Шрифт:
Интервал:
Закладка:
Натягивая шаль на голову, я сказала:
— Вечером.
Она будет в Опере, скоро у нее дебют в «Корриганах», и сегодня должна быть репетиция. Мне надоело смотреть, как она тычет пальцем в газеты и пересказывает мне все эти статьи и рассуждения о том, заслуживает ли Эмиль милосердия.
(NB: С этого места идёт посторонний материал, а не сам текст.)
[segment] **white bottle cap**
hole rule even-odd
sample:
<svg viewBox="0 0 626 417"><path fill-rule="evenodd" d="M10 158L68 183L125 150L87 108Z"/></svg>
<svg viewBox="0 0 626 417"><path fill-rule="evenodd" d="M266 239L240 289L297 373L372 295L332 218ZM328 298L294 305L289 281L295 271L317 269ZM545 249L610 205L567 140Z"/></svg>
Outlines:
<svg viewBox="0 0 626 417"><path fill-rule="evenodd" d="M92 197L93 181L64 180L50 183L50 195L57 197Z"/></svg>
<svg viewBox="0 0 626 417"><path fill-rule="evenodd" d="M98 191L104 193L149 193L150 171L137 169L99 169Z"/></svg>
Она никогда не заботилась, чтобы скрыть от моих ушей разговоры о гильотине. Много месяцев прошло с тех пор, как его посадили в Мазас, но она не переставала нудеть. Даже после появления «Истории человека, осужденного на смерть». Даже после этого она только горько усмехнулась:
— «Душа человека важнее совершенного им в один ужасный момент». Ужасный момент! Да он же тем самым признался, что перерезал женщине горло!
С тех пор я раз сто повторяла ей:
— Мари, он всего лишь притворяется раскаявшимся, чтобы спасти свою шею. Это месье Дане все написал.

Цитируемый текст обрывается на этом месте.